Structure of a yeast hypothetical protein selected by a structural genomics approach.
Eswaramoorthy, S., Gerchman, S., Graziano, V., Kycia, H., Studier, F.W., Swaminathan, S.(2003) Acta Crystallogr D Biol Crystallogr 59: 127-135
- PubMed: 12499548 
- DOI: https://doi.org/10.1107/s0907444902018012
- Primary Citation of Related Structures:  
1B54, 1CT5 - PubMed Abstract: 
Yeast hypothetical protein YBL036C (SWISS-PROT P38197), initially thought to be a member of an 11-protein family, was selected for crystal structure determination since no structural or functional information was available.
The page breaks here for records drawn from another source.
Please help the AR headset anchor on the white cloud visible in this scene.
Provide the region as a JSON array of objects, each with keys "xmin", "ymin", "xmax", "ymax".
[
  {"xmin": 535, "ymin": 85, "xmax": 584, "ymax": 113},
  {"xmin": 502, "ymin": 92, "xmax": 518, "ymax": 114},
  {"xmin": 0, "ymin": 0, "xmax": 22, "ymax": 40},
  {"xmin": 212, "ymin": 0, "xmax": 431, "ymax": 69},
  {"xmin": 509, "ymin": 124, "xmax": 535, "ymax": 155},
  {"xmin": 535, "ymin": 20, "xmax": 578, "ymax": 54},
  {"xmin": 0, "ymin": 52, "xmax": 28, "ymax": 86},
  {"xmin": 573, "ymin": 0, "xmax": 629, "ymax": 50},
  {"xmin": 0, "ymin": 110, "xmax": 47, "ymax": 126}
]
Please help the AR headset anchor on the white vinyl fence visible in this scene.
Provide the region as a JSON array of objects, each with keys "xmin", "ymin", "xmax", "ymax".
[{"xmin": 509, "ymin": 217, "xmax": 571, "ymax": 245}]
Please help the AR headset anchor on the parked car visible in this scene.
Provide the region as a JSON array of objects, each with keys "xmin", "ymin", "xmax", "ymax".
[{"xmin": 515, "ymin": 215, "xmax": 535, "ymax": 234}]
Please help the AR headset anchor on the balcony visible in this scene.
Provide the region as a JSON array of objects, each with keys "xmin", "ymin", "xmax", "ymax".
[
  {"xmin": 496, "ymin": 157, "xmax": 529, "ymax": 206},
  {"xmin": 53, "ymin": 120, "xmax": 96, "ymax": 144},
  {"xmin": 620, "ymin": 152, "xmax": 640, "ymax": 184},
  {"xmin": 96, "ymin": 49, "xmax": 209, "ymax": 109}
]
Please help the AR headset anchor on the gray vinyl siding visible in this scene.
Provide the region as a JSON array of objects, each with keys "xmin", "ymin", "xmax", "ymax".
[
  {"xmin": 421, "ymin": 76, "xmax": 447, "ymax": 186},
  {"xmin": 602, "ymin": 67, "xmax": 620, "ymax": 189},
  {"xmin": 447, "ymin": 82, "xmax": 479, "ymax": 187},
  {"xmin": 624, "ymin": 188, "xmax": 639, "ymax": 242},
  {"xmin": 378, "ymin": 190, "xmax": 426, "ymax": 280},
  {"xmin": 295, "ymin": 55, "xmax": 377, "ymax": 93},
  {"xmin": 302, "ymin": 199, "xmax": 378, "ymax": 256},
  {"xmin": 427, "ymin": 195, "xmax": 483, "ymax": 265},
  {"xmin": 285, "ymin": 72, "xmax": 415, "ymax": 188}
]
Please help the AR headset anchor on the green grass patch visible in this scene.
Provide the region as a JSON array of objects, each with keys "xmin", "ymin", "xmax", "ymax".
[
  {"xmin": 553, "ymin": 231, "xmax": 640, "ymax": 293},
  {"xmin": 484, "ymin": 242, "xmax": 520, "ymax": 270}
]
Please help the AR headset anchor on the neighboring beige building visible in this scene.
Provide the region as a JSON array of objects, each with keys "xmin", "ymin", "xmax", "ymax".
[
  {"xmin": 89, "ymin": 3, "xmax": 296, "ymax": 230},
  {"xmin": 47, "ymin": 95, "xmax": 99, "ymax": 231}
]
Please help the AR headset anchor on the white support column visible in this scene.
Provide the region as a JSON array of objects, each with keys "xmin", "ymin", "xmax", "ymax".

The structure has been determined independently by MIR and MAD methods to 2.0 A resolution. The MAD structure was determined largely through automated model building. The protein folds as a TIM barrel beginning with a long N-terminal helix, in contrast to the classic triose phosphate isomerase (TIM) structure, which begins with a beta-strand. A cofactor, pyridoxal 5'-phosphate, is covalently bound near the C-terminal end of the barrel, the usual active site in TIM-barrel folds. A single-domain monomeric molecule, this yeast protein resembles the N-terminal domain of alanine racemase or ornithine decarboxylase, both of which are two-domain dimeric proteins. The yeast protein has been shown to have amino-acid racemase activity. Although selected as a member of a protein family having no obvious relationship to proteins of known structure, the protein fold turned out to be a well known and widely distributed fold. This points to the need for a more comprehensive base of structural information and better structure-modeling tools before the goal of structure prediction from amino-acid sequences can be realised. In this case, similarity to a known structure allowed inferences to be made about the structure and function of a widely distributed protein family.
Organizational Affiliation: 
Biology Department, Brookhaven National Laboratory, Upton, NY 11973, USA.